They will put you out of the synagogues . . .
Augustine, Tr, 93, 2 continued: But what harm was it that the Apostles should be put out of the Synagogues of the Jews; for were they not about to cut themselves off from them even if no one should put them out of them? But by this He wished to warn them that the Jews would not receive Christ, Whom they themselves would not abandon. For as there was no other people of God than this seed of Abraham, if they should acknowledge Christ, we should not have here the Churches of Christ, there the Synagogues of the Jews. But since they would not, what is left but that continuing apart from Christ they should put out of the Synagogues those who would not abandon Christ?
And then, after He had said this to them, He added: Yea, the hour cometh, that whosoever killeth you, will think that he doth a service to God. These words He added as though to console those who would be driven out from the Synagogues. Would it be that this sundering from the Synagogues would so trouble them that they would prefer to die rather than linger on in this life outside the congregations of the Jews? Be it far from us to think they should be so troubled who sought, not the glory of men, but the glory of God. This then is the meaning of the words, They will put you out of the Synagogues: Have no fear of this isolation.
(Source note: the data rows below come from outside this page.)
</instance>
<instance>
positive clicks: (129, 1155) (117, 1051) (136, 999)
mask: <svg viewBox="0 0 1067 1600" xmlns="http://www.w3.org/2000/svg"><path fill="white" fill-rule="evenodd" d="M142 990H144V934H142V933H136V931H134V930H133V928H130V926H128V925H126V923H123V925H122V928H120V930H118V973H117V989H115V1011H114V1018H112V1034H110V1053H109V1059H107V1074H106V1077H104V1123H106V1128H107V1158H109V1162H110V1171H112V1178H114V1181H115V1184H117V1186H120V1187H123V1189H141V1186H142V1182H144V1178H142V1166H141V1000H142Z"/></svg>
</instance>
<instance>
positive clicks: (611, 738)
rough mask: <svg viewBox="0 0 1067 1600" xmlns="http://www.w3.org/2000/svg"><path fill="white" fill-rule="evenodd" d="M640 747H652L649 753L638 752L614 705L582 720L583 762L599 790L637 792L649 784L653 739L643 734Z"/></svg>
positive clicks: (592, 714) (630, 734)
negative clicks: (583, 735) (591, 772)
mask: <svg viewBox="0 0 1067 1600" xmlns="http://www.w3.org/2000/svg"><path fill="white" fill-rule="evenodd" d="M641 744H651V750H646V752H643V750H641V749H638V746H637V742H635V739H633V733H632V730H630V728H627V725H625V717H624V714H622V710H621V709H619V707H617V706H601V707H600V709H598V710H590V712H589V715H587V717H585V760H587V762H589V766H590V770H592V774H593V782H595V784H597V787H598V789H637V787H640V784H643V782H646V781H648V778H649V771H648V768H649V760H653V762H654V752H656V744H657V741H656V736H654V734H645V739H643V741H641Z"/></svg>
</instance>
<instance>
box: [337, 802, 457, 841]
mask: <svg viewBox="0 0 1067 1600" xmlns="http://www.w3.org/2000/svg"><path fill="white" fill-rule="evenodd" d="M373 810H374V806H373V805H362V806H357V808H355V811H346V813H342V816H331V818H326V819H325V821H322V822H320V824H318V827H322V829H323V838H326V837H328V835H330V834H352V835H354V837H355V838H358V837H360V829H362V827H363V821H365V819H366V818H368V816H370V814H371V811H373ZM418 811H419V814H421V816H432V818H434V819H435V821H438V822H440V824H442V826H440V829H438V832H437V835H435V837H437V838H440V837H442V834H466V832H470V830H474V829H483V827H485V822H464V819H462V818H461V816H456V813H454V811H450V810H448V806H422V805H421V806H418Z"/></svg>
Though cut off from their congregations, you shall bring together so many in My Name, that they, in fear lest the Temple and the mysteries of the Old Law be forsaken, shall kill you, and think that in doing so they render a service to God; having a zeal for God, but not according to knowledge (Rom. x. 2).
Chrysostom: Then He added for their consolation:
And these things will they do to you; because they have not known the Father, nor me ...
As if to say: For your consolation it is enough that you suffer these things for My Father and Me.
Augustine, Tr. 93: Lest however these evils, which were however speedily to pass away, should come of a sudden upon souls which were unaware and unprepared, He for this reason foretells them when He goes on to say:
But these things I have told you, that when the hour cometh . . .
Augustine, Tr. 94 in John: But the other three Evangelists show that He foretold these things before the time of the Supper; whereas, according to John, it was when this was over that He spoke of them. Perhaps the question is answered in this way: that they also relate that He was close to His Passion when He spoke of these things. Not, therefore, from the beginning, when He was with them. But Matthew records that these things were foretold, not alone on the eve of the Passion, but from the beginning (Mt. x. 17).
.........But now that He was about to leave them, it was necessary that He should tell them that He was to come by Whose means it would be that charity would be poured out into their hearts, and they would with confidence preach the Word of God.